Secondo il nuovo cronoprogramma, approvato dai tecnici del Comune di Brindisi, dovevano essere realizzati in 194 giorni complessivi l’intero corpo ferroviario: un ponte metallico sul canale di Levante, uno sul Fiume Grande, un viadotto di 150 metri e un altro di 370 metri, la posa in opera dei binari e delle traversine, la posa degli scambi.
A marzo 2018 la situazione era pressoché al punto di partenza, ossia quasi zero. Nonostante questo, proprio negli ultimi giorni, pare che il Consorzio abbia ottenuto, non si comprende bene sulla scorta di quali garanzie, un’ulteriore proroga da parte del Comune di Brindisi. Il nuovo termine è fissato per marzo 2019, ma chi ha una minima conoscenza della complessità dei lavori che dovrebbero essere svolti, assicura che il tempo necessario è molto superiore. Servono anni.
La vicenda è anche resa ancora più complessa perché ha una sua appendice giudiziale.
Nell’aprile 2016 il Consorzio Stabile Ecit ha presentato un ricorso al Tribunale di Brindisi sostenendo di avere crediti nei confronti del Comune di Brindisi per oltre 14 milioni di euro in quanto nel corso dei lavori sarebbero emerse molteplici problematiche tra le quali alcune interferenze con le strutture già esistenti nel territorio. Tali circostanze avrebbero provocato ulteriori esborsi al Consorzio e l’impossibilità di portare a termine i lavori nei tempi stabiliti. Il Comune, all’epoca amministrato dal commissario Cesare Castelli, diede mandato al suo ufficio legale di resistere in giudizio. Sempre dall’albo pretorio del Comune risulta che già nel 2015 lo stesso Consorzio aveva adito il Tribunale di Brindisi in quanto dalla somma complessiva di quasi 450 mila euro ad esso dovuta quale anticipazione contrattuale, sarebbe stata detratta, in via compensativa, la somma di 30 mila euro. Certamente una tale conflittualità non fa ben sperare in una rapida soluzione della vicenda.
Insomma il rischio che il raccordo ferroviario non venga più realizzato, o che comunque trascorreranno ancora molti anni prima che esso venga completato, è forte.

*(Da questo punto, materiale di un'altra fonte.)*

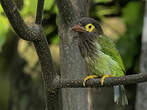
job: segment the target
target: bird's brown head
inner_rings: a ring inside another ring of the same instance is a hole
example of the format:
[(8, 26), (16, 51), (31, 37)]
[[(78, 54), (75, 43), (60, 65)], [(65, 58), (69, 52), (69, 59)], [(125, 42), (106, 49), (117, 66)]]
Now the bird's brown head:
[(72, 27), (72, 30), (79, 34), (102, 34), (101, 26), (93, 18), (83, 17)]

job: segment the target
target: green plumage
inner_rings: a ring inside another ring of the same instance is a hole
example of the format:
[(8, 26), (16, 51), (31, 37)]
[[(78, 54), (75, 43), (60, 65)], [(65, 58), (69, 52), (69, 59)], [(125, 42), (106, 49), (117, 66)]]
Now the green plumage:
[(96, 47), (93, 57), (85, 57), (89, 72), (100, 77), (106, 74), (123, 76), (125, 68), (112, 40), (100, 35), (93, 45)]
[[(90, 74), (98, 77), (124, 76), (125, 67), (121, 56), (113, 41), (103, 34), (96, 20), (83, 17), (72, 29), (79, 33), (79, 49)], [(114, 86), (114, 102), (128, 104), (123, 85)]]

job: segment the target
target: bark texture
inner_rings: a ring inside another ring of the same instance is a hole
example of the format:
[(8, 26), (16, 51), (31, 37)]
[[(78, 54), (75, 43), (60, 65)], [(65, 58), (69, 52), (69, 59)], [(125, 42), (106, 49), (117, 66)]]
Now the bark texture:
[[(142, 50), (140, 72), (147, 73), (147, 2), (145, 4), (144, 26), (142, 36)], [(136, 97), (136, 110), (147, 110), (147, 82), (138, 84)]]
[[(81, 79), (86, 76), (86, 68), (81, 58), (77, 36), (72, 32), (74, 22), (83, 16), (88, 16), (89, 0), (58, 0), (59, 34), (60, 34), (60, 64), (61, 78)], [(70, 73), (69, 73), (70, 71)], [(63, 110), (89, 110), (88, 89), (68, 88), (61, 90)]]

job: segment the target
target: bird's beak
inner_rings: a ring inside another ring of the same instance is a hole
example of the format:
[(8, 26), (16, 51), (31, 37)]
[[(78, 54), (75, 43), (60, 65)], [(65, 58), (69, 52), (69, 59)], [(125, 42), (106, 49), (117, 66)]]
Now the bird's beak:
[(72, 30), (74, 30), (76, 32), (84, 32), (85, 31), (85, 29), (80, 24), (73, 26)]

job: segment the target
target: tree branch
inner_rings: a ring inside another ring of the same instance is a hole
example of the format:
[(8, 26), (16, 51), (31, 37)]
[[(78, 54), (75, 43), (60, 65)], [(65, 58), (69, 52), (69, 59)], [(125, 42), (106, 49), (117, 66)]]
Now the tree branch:
[[(129, 85), (136, 84), (147, 81), (147, 74), (140, 73), (134, 75), (127, 75), (122, 77), (111, 77), (106, 78), (104, 81), (104, 85), (101, 85), (100, 78), (91, 79), (86, 82), (85, 87), (111, 87), (115, 85)], [(83, 79), (79, 80), (67, 80), (67, 79), (59, 79), (55, 80), (53, 86), (56, 88), (84, 88)]]
[(36, 24), (42, 23), (44, 0), (38, 0), (37, 13), (36, 13)]
[[(47, 108), (46, 110), (55, 110), (58, 97), (57, 97), (57, 90), (53, 90), (50, 88), (51, 82), (54, 80), (56, 76), (52, 58), (50, 54), (50, 50), (48, 48), (48, 43), (46, 37), (43, 33), (43, 29), (41, 25), (42, 22), (42, 11), (44, 0), (38, 0), (38, 9), (36, 15), (36, 23), (27, 26), (24, 23), (24, 20), (20, 16), (20, 13), (17, 10), (16, 4), (13, 0), (0, 0), (1, 5), (6, 13), (12, 27), (14, 28), (15, 32), (24, 40), (33, 41), (33, 44), (36, 48), (36, 52), (39, 56), (39, 61), (41, 64), (42, 69), (42, 77), (45, 84), (45, 92), (46, 92), (46, 99), (47, 99)], [(56, 93), (56, 94), (55, 94)]]

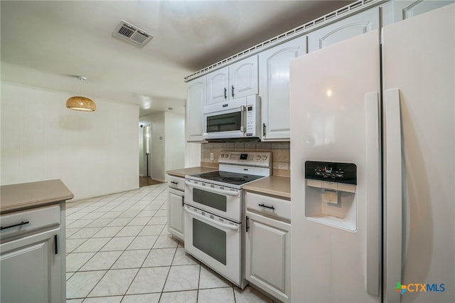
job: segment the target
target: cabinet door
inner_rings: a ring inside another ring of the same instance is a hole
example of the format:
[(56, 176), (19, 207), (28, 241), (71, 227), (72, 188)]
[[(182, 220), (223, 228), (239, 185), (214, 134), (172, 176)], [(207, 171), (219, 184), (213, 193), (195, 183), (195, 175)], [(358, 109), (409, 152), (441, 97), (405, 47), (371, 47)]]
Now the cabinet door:
[(291, 225), (249, 211), (246, 216), (246, 279), (291, 302)]
[(289, 61), (306, 51), (306, 37), (299, 37), (259, 55), (263, 141), (289, 140)]
[(408, 19), (414, 16), (454, 3), (453, 1), (394, 1), (393, 21)]
[(188, 83), (186, 99), (186, 141), (203, 141), (203, 107), (205, 103), (205, 77)]
[(379, 28), (379, 19), (380, 9), (375, 7), (314, 31), (308, 35), (309, 52)]
[(183, 193), (173, 188), (168, 188), (168, 228), (181, 241), (183, 240)]
[[(62, 302), (62, 257), (55, 253), (60, 228), (0, 245), (2, 302)], [(65, 242), (63, 242), (64, 243)]]
[(229, 66), (229, 98), (240, 98), (258, 93), (257, 55), (252, 55)]
[(228, 66), (207, 75), (207, 102), (210, 105), (228, 98), (229, 68)]

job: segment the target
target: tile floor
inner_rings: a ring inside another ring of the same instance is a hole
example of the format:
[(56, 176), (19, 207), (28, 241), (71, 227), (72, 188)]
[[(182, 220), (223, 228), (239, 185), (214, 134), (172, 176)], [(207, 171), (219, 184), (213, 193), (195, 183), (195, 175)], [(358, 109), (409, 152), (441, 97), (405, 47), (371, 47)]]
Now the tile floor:
[(167, 230), (167, 184), (66, 204), (67, 302), (272, 302), (185, 253)]

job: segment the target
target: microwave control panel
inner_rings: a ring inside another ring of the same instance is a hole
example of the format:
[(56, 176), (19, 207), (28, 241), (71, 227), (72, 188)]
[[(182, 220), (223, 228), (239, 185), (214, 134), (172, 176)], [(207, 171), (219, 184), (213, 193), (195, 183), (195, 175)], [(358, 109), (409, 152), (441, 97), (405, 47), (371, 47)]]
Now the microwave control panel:
[(306, 161), (305, 178), (356, 185), (357, 166), (353, 163)]
[(253, 105), (247, 105), (246, 107), (247, 111), (247, 137), (256, 137), (255, 131), (256, 129), (256, 117), (255, 115), (254, 106)]

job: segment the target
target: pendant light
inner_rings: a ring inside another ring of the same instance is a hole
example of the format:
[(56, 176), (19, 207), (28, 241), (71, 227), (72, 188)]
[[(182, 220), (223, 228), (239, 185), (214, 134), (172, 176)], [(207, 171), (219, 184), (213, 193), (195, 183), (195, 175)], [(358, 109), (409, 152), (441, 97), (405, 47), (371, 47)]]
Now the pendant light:
[[(77, 76), (77, 79), (80, 80), (80, 92), (82, 95), (82, 82), (87, 80), (83, 76)], [(74, 96), (66, 100), (66, 107), (70, 110), (80, 110), (83, 112), (95, 112), (97, 105), (92, 99), (85, 97)]]

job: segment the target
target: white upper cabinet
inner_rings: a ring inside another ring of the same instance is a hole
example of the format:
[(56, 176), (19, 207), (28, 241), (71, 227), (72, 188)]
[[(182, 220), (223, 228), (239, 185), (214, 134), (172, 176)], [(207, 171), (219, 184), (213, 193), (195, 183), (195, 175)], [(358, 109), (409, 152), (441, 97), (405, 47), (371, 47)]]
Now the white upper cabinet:
[(207, 75), (207, 105), (257, 93), (257, 55)]
[(259, 55), (262, 140), (289, 140), (289, 62), (306, 51), (306, 37)]
[(258, 93), (257, 55), (252, 55), (229, 67), (229, 96), (240, 98)]
[(393, 21), (409, 19), (414, 16), (454, 3), (453, 1), (394, 1)]
[(379, 28), (380, 9), (374, 7), (308, 34), (309, 53)]
[(203, 106), (205, 104), (205, 76), (188, 83), (186, 99), (186, 137), (188, 142), (201, 142)]
[(229, 98), (229, 67), (226, 66), (207, 75), (207, 102), (214, 104)]

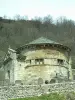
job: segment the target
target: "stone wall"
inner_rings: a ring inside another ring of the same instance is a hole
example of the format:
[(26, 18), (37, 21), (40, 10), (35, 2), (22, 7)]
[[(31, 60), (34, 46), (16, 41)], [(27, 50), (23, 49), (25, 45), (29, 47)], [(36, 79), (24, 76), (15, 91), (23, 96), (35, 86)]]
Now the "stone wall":
[(13, 98), (25, 98), (32, 96), (40, 96), (55, 92), (75, 92), (75, 82), (44, 84), (44, 85), (20, 85), (1, 86), (0, 100), (8, 100)]

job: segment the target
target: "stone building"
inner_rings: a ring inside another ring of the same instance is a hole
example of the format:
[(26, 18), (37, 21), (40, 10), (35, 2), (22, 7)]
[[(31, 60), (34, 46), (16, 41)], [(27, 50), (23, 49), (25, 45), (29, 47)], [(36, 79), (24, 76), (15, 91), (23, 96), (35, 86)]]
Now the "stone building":
[(13, 50), (4, 60), (5, 79), (10, 83), (49, 84), (72, 80), (70, 48), (44, 37)]

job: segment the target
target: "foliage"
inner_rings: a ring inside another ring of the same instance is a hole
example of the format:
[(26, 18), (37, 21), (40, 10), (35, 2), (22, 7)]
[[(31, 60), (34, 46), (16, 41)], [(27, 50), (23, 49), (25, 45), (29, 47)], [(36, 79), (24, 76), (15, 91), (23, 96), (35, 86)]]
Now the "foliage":
[(12, 100), (66, 100), (66, 97), (63, 94), (49, 94), (49, 95), (42, 95), (40, 97), (29, 97), (23, 99), (12, 99)]

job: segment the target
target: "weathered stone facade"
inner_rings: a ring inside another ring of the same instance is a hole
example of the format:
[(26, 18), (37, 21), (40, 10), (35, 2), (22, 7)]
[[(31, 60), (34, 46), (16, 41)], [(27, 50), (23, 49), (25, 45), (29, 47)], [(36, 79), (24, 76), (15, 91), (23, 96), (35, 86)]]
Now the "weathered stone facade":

Non si tratta però solo di una questione di viabilità ferroviaria ma di sicurezza della città. Mentre in queste ore per la famosa “circolare Gabrielli” viene annullato per questioni di ordine pubblico il concerto musicale del gruppo Boomdabash in un tranquillo centro commerciale, si consente la presenza di autentiche “bombe” nel cuore della città che potrebbero essere a rischio incidenti ma anche obiettivo di attentati.
In un caso e nell’altro è la burocrazia a stabilire ciò che è pericoloso e ciò che no. Ma la realtà, purtroppo, è diversa. E basta affacciarsi da una qualsiasi palazzina di via Torpisana per comprenderla.